An AI-based tool using GPT-3.5 Turbo 16k and Pegasus for automatic summarization of news articles has been developed. The tool employs web scraping, article similarity calculations, and audio matching to produce concise summaries. Evaluation with BLEU and ROUGE metrics indicates that GPT-3.5 Turbo outperforms the Pegasus model. Future improvements aim to add multilingual support and incorporate audio transcriptions, increasing the accessibility and relevance of online news content [4]. GPT-3.5, GPT-4, and Llama 2 were compared in sentiment analysis tasks, and the results revealed that LLMs, even in zero-shot settings, can match or surpass traditional transfer learning models in sentiment classification accuracy. Among the models, Llama 2 provided the most explainable sentiment classifications. This study suggests that LLMs are particularly useful for marketing research, although challenges such as bias and reproducibility remain [5].

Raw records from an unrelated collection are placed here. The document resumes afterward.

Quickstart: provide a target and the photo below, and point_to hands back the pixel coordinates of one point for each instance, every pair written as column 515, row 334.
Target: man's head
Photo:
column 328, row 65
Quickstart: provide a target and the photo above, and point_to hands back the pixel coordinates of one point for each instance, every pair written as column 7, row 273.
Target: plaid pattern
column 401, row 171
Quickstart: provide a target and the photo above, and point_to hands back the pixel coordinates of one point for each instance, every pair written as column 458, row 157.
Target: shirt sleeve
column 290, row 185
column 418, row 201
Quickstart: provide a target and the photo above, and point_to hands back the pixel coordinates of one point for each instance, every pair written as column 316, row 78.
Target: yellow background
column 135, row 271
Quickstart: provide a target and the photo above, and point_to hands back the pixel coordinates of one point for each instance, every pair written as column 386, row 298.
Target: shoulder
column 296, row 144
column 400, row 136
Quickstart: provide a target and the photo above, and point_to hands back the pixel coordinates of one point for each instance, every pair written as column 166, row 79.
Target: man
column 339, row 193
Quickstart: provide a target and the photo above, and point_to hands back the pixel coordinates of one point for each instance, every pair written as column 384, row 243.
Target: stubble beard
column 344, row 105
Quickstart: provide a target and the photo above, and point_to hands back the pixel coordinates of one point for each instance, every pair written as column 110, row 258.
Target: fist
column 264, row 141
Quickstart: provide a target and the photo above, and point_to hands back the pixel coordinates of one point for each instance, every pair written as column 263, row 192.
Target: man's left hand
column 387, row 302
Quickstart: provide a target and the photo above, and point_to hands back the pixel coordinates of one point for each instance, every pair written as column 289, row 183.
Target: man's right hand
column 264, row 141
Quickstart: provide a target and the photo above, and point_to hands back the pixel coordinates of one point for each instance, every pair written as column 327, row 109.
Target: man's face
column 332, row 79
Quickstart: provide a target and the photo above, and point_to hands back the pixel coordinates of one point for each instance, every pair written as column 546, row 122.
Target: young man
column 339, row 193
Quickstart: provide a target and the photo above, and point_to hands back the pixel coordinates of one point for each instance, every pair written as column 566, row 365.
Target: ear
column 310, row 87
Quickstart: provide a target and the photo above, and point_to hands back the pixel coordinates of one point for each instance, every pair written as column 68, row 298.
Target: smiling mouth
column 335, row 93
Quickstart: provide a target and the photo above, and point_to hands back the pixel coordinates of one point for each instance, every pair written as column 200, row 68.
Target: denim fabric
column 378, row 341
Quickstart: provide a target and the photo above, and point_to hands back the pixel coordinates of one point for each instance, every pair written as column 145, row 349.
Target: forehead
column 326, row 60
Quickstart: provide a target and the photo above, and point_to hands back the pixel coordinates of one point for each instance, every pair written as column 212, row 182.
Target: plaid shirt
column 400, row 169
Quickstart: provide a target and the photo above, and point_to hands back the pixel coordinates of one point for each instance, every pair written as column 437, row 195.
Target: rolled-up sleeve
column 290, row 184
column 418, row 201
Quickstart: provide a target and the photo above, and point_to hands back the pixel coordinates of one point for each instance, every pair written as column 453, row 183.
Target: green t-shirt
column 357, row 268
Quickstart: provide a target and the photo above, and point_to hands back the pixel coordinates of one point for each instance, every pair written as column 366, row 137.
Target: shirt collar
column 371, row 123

A detailed overview of Automatic Text Summarization (ATS) techniques is provided, including extractive, abstractive, and hybrid approaches. The paper discusses the shift from rule-based methods to deep learning models like GPT, highlighting the challenges in improving summary accuracy, handling domain-specific terminology, and maintaining coherence. The review also addresses the need for real-time summarization and ethical concerns such as bias mitigation. Future research should focus on optimizing ATS for large datasets and real-time applications [6]. A web application has been developed to improve academic literature searches by automating the process using web scraping and crawling techniques. This tool reduces the time researchers spend manually reviewing literature and enhances accessibility to relevant studies. Key features include broader coverage, faster retrieval of abstracts, and integration of legal and ethical considerations. Future improvements will include AI-driven suggestions and advanced data analytics to optimize the search process [7].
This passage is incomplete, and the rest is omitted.